Welcome back. In this assignment,
we will be implementing some of the data fragmentation.
But we're going to be mixing the fragmentation and partitioning in this assignment.
So, you'll be given a user movie ratings database.
So in the user movie ratings database,
you have a set of users that have rated a set of movies and rating
here means it's like you give it a zero to five star rating to that movie.
So it's just one table,
and each user has rated a movie maybe once or a couple of times at different time stamps.
And what are you going to do is you're going to take that table,
you're going to load it into the database and
a database we're going to be using database system is
postgres The details of the version and
everything if the system is in the instruction document.
But you're going to load it in postgres database system,
and after you load it you need to implement several functions.
And these functions are like fragmentation or slash partitioning functions.

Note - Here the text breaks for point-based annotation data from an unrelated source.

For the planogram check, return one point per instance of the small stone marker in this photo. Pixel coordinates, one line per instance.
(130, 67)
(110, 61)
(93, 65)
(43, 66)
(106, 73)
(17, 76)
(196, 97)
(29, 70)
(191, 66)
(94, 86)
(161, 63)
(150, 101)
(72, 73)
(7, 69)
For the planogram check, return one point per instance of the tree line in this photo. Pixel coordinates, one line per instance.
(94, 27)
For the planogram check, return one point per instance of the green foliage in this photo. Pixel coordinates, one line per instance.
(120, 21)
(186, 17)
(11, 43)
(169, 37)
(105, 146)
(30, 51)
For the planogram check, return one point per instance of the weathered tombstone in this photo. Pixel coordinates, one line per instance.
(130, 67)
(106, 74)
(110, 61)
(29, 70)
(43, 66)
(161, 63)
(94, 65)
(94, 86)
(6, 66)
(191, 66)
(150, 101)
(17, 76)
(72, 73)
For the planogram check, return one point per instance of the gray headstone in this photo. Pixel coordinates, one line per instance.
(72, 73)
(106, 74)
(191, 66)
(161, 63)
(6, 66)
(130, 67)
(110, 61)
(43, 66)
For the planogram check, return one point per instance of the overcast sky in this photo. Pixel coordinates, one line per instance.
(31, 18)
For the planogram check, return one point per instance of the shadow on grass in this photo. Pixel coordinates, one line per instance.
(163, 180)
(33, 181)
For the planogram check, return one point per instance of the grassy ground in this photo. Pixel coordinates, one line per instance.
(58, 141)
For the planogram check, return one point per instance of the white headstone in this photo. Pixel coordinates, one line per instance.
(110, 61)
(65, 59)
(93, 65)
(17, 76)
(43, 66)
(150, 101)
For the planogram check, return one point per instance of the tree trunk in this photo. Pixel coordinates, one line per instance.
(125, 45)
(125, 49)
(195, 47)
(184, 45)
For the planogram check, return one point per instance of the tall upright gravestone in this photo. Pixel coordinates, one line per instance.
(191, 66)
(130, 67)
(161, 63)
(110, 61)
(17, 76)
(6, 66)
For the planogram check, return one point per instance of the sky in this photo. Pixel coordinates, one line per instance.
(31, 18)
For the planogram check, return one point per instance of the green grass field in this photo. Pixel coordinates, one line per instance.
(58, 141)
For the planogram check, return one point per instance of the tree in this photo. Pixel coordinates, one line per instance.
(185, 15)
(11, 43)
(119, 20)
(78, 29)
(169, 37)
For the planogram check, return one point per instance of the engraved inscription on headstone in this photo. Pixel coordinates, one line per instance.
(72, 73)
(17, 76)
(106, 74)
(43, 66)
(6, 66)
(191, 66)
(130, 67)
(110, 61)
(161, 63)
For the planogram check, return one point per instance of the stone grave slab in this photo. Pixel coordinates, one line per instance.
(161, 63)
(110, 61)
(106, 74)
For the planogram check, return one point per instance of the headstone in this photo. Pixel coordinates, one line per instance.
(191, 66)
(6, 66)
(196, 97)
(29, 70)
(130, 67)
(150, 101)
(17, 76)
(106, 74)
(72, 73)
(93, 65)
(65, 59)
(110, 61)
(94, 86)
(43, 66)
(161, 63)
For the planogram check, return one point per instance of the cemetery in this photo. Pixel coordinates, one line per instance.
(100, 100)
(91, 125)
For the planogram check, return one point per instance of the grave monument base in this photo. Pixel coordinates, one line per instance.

You need to implement these functions in Python.
So in other words,
you have a python script.
And a python script has to connect to
the postGres database that has the ratings table user,
item, a user movie rating table.
You connect to it, and after you connect to it you have to
implement a function called round robin partition,
another different function called range partitioning,
and then you also have to implement the insert for
either insert round robin or insert range partitioning.
So in other words, these functions with a partition round robin for example,
partition the database in a round robin fashion,
it will the same way we discussed in class,
and the other one which is the range partitioning will kind of
do the fragmentation based on range of values of attributes given an attribute.
So range partitioning will take an attribute as input,
but for the sake of simplicity in this assignment,
we'll ask you to do the range partitioning based on the rating value.
So give you the number of partitions either in range or round robin partition,
and then given these numbered partitions you have to decide how
can you put rows together into multiple partitions.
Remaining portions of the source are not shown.